高校2年の1学期が始まって、4日目の昼休みのことである。
相手はいつもの、とは顔揃えが異なる女子集団だった。
「朱里さんだよね」と名前を確認されたので、「うん」と大きく頷き、笑顔を取り繕う。
「よかったら一緒に、どうかな?」
用意された空席を軽く叩いて、真ん中の女子が誘ってくる。
パズルのピースを埋めるように、私はその席に腰をかけた。
案外すぐだったな、と感じる。
クラスが変わって1年までの友達はいなくなり、新しい友達モドキが生まれる。きっと明日も誘われて、私は少々息の詰まるような笑みを浮かべながら、パズルのピースを埋めることになるのだろう。去年の焼き直しみたいだと、小さくため息をついて実感する。

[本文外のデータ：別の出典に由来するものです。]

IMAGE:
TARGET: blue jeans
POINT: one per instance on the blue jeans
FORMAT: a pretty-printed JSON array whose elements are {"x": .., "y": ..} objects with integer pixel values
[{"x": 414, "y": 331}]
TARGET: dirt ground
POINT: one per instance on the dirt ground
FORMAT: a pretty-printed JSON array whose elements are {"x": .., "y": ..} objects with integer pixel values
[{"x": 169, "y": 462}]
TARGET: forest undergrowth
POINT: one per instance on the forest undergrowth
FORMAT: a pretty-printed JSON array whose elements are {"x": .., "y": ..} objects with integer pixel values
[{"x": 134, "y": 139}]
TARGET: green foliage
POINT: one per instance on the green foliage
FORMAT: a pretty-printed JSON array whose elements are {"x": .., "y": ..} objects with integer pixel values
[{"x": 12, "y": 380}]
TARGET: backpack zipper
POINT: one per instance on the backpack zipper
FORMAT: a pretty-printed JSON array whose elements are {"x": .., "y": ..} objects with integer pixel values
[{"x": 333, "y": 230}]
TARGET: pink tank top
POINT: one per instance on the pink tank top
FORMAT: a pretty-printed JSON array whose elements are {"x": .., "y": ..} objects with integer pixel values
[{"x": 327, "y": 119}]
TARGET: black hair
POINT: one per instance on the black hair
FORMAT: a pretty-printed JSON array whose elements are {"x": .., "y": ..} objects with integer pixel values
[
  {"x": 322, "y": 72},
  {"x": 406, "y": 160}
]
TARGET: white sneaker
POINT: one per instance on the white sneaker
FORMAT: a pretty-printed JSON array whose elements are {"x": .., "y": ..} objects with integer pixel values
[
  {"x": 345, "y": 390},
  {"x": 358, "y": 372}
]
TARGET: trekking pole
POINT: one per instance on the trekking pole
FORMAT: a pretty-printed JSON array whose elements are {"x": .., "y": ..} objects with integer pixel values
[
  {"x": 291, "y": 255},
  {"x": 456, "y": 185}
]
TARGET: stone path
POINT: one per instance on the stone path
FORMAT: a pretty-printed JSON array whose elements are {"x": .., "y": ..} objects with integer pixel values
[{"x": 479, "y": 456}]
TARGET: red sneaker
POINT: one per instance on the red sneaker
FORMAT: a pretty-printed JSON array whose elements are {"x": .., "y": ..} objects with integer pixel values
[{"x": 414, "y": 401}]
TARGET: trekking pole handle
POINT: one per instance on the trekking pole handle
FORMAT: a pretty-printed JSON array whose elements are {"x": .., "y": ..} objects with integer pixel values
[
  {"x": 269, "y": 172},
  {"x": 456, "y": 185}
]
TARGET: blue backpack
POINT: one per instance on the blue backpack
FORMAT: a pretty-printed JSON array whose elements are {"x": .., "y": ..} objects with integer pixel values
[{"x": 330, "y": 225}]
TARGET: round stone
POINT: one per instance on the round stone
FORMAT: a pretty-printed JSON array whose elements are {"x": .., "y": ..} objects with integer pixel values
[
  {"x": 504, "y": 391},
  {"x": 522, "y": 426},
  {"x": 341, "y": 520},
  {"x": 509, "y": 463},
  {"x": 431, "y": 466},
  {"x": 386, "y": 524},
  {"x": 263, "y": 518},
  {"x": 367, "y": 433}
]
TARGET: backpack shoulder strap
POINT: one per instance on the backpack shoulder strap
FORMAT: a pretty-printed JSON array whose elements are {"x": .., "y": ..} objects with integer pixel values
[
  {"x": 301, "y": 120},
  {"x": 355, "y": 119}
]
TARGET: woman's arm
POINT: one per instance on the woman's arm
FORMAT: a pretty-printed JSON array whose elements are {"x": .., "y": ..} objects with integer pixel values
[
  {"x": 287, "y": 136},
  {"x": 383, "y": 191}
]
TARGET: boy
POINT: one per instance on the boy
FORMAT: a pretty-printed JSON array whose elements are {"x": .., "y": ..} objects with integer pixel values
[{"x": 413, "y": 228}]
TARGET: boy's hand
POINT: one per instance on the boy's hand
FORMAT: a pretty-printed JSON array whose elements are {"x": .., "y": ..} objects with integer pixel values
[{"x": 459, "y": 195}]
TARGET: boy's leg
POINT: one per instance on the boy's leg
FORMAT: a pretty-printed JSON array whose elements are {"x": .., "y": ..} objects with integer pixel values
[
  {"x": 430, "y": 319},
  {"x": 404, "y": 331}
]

小学校を卒業して、中学校の友達ができて、その中学校の友達も、高校では会わなくなって。
こう振り返ってみると、私は人間関係を持ち越さない。
関係、という言葉を少しばかり希薄に捉えすぎているような気がする。もしかして、私は薄情なやつなのだろうか。
そうなのかもしれない。
けど、私はこう考える。
どこまでも共に流れていくような強い関係は滅多にない。
運命という川の流れに身を委ね、長く浸れば、絆もふやけてちぎれていく。